Quelle est donc cette liberté que tu veux leur apporter ? Es-tu libre ? Après tout, nous sommes tous les pensées de Dieu. Chaque pensée renferme une structure, est le début d’une histoire qui porte pourtant déjà en elle ses non-libertés, alors en quoi ta liberté diffère-t-elle de la nôtre ? Notre liberté est peut-être différente, elle offre aux hommes la douce distraction de ne pas devoir réfléchir et nous préférons leur offrir le miracle en échange.

Les miracles sont nécessaires

Pour pouvoir montrer les miracles, nous avons besoin de toi. Grâce au miracle, nous les amenons à t’adorer et nous nous tiendrons alors à ta place pour recevoir leurs prières, car ils nous aimeront parce que nous avons les pains. Ils ont besoin du miracle pour pouvoir croire, sans remettre en question leur petite existence. Les miracles leur donnent la possibilité de nous adorer à ta place. N’as-tu pas essayé, toi aussi, d’attirer leur attention et leur adoration par des miracles ? Que voulais-tu d’eux lorsque tu as changé l’eau en vin à Canaan ? Ce premier miracle ne devait-il pas également te conférer autorité et attention ? Tu voulais que les gens croient en toi et marchent avec toi en toute liberté, et tu n’y es pas parvenu à l’époque. Tu leur en as trop demandé et c’est pour cette raison qu’ils t’ont crucifié parce qu’ils ne comprenaient pas tes miracles.
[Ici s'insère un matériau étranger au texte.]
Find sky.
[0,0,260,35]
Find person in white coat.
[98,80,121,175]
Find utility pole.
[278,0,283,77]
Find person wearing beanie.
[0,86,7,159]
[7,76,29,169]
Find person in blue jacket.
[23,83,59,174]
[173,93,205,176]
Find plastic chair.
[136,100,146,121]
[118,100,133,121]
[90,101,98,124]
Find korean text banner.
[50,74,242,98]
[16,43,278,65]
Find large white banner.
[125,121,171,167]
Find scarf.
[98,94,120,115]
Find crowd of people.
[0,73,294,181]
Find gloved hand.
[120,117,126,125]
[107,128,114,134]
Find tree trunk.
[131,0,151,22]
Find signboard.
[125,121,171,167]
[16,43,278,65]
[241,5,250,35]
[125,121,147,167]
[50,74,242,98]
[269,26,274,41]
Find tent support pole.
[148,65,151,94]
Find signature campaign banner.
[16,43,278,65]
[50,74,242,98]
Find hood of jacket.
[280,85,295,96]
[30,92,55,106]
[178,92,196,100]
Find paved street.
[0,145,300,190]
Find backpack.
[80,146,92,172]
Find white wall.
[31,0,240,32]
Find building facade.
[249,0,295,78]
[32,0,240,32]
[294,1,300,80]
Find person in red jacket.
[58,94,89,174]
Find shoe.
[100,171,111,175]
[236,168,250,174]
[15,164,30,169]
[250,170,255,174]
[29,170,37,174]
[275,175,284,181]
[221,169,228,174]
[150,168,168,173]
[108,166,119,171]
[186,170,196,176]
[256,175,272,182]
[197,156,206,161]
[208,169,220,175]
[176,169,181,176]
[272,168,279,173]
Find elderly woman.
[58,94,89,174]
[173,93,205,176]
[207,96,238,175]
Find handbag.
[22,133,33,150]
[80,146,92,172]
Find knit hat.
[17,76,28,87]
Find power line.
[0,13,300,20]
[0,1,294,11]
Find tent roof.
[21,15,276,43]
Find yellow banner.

Ils n’ont pas compris que tu ouvrais ainsi une porte vers la liberté, une liberté qui reste pourtant inaccessible à la plupart d’entre eux. On ne peut échapper au tourment que génère cette porte vers la liberté. Car tu l’as ouverte dans chaque cœur par ta crucifixion, que tu as acceptée. Il nous fallait alors combler le fossé que tu avais ainsi créé. Le feu que tu as déclenché dans l’homme, nous l’avons assumé pour eux. À maintes reprises, des guerres et des bûchers ont été nécessaires pour limiter ta liberté. Après cette longue histoire que nous avons avec cette porte vers la liberté, nous savons alors que tu as trop exigé des hommes. Nous avons donc divisé cette conflagration en petits feux contrôlables. Alors pourquoi reviens-tu perturber ce travail ? Nous n’avons pas besoin de toi, nous nous débrouillons ici très bien sans toi. Et entretemps, nous avons appris à faire des miracles à notre manière. L’homme n’a pas du tout besoin de la liberté à partir de laquelle un vrai miracle se produit. Il suffit de bien mettre en scène les miracles pour que suffisamment de personnes en soient convaincues, et elles y croient déjà, sans avoir à parcourir le difficile chemin que tu leur demandes. Ta liberté est peut-être la plus grande en définitive, mais qui veut l’avoir si elle nous semble inaccessible ?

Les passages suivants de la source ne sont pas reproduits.